Good news: I caught the potential chicken killer.
Bad news: we saw two more big juvenile raccoons in the woods that didn’t get caught.
Now I have two raccoons that are probably trap wary. :rant
Lessons learned: 1-dump the cat food from the can into the trap so the raccoon can’t pick it up and carry it out. 2-I’ll camouflage the trap with pine straw and leaves in hopes that the other raccoons will not recognize it in the future. 3-I’ll now move the trap to a different location.
4-I’ll also set up one of my game cams to monitor the activities of the predators so I’ll know if they are bypassing the trap now.

I see so many posts on here asking how to handle predators and it seems the first answers (including mine) are to install a camera. Well, that’s good but a camera won’t kill the predator. A trap and a .22 will! Install a trap of some kind first then install a camera to help determine how or where to place the trap.

Typically, game cams are set up by hunters to determine WHEN deer are moving and also to see the quality of the bucks in the area. In the past I have been able to determine to the minute when deer are going to pass on a trail or approach a food plot by using game cams.

So now if these other two raccoons won’t enter the trap, hopefully the camera will tell me their schedule which will allow me to hunt them successfully.

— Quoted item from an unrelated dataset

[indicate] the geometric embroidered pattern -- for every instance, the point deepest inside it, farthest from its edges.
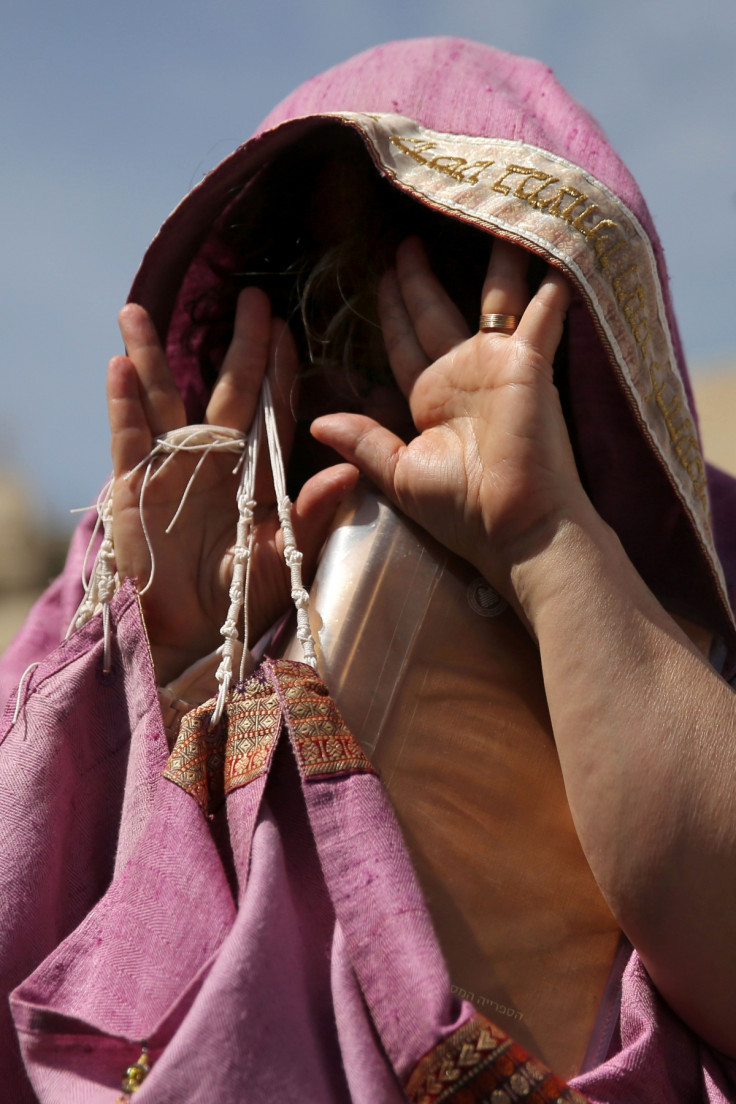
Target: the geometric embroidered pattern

These are just my observations and opinions. I hope this long thread helps someone save the life of a chicken.
 
I'll probably get reamed, but that is ok, I am glad to hear that you dispatched the coon, catch and release is just passing on your problem to someone else, they are not fish.. everyone has given you great ideas for bait. I've been extremely blessed that I've not had a issue so far with predators, I've lost one chick, but I don't know that it was a hawk vs my other chickens picking on a new addition and ending up eating one of their own.
 
I don’t have a “goal” for saying this, and I really don’t care if you don’t care what I say. I believe that setting a trap that grabs the foot of an animal, putting it in severe pain, is not something that we should be doing to animals. I’m not an “anti trapper”. I’m not a “save the earth PETA person”. I just think that it’s wrong. I have had a raccoon attack my chickens before it was a bloody mess with “parts” everywhere. As you can imagine is was very sad and upsetting. So then we set out a foot trap. But guess what happened? One of our remaining chickens wandered into it and was cut in two. Yep. Let that sink in. So then we were more careful and set a leg trap farther away from the coop. That night, some animal got stuck in it and broke the chain and ran away with the thing still on it’s leg. It was probably eaten alive by some other animal (we live in the woods). I now use box traps and then shoot them (not the catch and release type at all) and yes, it’s completely legal where we live. You can argue all you want about this, but I won’t be replying.
That’s why most states and provinces have a hunter/trapper education course. If you took the time to learn how to properly use them and used common sense those issues wouldn’t have happened.
Even a rat trap could seriously injure a chicken?! I can’t believe anyone would set a trap like that where a chicken could get into them!
Broke the chain??? Uh huh. I’ve never seen that happen yet. More like the trap wasn’t anchored properly. It sounds to me like your blaming a tool because the user didn’t know how to use it. Pretty typical. Take the time to learn how to properly set them, adjust the pan tension, anchoring etc and you wouldn’t have had those problems. Most foothold traps need a lot of adjustment before they’re ready to set.
I don’t care if you reply or not the fact remains you had no idea what you were doing. Still haven’t learned and are blaming a tool for your lack of planning. Typical.
 
have had an issue with raccoons here as well....if having an issue with live trap, and still no time for “hunting” you may consider dog-proof toe trap. we set both types in addition to electrifying top of fence perimeter. took about a week but caught first “criminal” in toe trap baited with vienna wiener yesterday.....
 
A "dog-proof" trap ... while it does hold its "toes" ... it is totally different than what most people think of a miniature bear trap ... it is a pipe, that the raccoon has to put it "hand" in ... it won't catch a dog ... very slight chance of a skunk ... ;)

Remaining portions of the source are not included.